Opinion

Principles for principals

Good news, Stuyvesant HS cheaters: Your new principal sees nothing amiss at your school — despite a massive cheating scandal recently that involved 71 students.

And despite reports in The Post from Stuyvesant sources, including students, of a serious “culture of cheating” at the school.

No, obviously, this is terrible news — even for the cheaters. Because if new principal Jie Zhang doesn’t end that twisted mindset fast, she won’t be doing the kids, the school or anyone else any favors.

First, as they say, she needs to recognize the problem. “I have not been made aware or have a reason to believe there is ongoing cheating there,” she says.

Willful blindness?

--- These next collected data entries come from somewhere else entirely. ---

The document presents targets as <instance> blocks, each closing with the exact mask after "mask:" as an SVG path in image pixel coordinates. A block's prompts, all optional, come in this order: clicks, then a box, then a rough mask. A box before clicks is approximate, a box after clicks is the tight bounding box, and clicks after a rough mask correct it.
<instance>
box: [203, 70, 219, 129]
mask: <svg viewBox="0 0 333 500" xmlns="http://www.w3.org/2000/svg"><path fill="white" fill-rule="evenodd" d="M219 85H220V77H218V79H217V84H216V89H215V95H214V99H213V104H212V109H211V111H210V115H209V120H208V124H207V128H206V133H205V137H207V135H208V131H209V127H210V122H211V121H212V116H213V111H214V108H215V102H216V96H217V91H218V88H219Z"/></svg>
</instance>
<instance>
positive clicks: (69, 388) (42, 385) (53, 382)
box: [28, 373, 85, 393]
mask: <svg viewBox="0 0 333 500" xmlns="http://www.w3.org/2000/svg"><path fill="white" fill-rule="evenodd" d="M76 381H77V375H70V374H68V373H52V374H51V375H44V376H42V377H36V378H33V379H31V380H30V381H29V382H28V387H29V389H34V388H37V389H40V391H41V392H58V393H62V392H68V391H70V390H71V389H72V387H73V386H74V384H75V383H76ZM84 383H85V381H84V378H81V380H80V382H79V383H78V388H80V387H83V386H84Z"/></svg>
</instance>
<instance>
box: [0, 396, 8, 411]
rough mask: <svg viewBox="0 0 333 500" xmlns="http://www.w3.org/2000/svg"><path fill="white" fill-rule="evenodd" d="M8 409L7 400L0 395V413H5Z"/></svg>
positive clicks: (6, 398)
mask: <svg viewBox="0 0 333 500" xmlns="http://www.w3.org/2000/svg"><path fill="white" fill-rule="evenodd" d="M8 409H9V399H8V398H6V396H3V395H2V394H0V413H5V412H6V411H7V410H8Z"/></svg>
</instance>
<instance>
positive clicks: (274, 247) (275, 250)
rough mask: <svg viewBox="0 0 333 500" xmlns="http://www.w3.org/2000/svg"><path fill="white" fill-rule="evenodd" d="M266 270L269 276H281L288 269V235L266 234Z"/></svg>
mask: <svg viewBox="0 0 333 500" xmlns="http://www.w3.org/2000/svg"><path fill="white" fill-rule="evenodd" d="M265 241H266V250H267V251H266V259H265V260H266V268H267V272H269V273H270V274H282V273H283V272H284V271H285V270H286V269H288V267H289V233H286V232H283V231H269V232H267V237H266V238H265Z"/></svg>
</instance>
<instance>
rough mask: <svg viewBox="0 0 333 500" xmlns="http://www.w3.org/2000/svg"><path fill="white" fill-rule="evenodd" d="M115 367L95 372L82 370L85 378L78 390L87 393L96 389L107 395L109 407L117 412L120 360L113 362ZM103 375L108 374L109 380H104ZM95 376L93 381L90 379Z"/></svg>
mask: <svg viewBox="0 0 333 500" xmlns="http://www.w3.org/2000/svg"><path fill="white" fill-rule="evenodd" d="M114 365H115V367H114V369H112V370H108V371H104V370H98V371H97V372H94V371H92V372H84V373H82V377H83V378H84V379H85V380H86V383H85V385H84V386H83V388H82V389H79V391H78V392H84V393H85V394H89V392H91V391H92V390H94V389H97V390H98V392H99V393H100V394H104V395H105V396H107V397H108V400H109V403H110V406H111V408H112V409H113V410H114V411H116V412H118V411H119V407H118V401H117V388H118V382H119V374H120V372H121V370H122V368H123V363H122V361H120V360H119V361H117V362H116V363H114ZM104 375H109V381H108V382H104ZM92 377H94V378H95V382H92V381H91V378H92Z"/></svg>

As one source told The Post, “Everybody cheats all the time — on homework, on tests, on everything.”

As recent Stuyvesant grad Daniel Solomon reported on these pages, a school-newspaper survey found some 90 percent of seniors had advance knowledge of test questions and 5 percent ’fess up to cheating on SATs and AP exams.

Either Zhang has some quick learning to do — or she finds the scams tolerable.

Neither bodes well for the school.

Or perhaps she’s just taking cues from the Department of Education, which let off six of the 71 cheaters with just suspensions and the other 65 with no penalties at all.

The DOE wouldn’t even expel ringleader Nayeem Ahsan, who used his cellphone to photograph and distribute a Spanish exam.

It was encouraging that long-time principal Stanley Teitel left after the scandal broke. But what will that have accomplished if Zhang carries on his tradition?

Let’s face it. Eventually, cheating is likely to catch up with kids sometime in their lives, and the school’s sterling rep will fade.

That wouldn’t be a mere scandal — but a full-blown tragedy.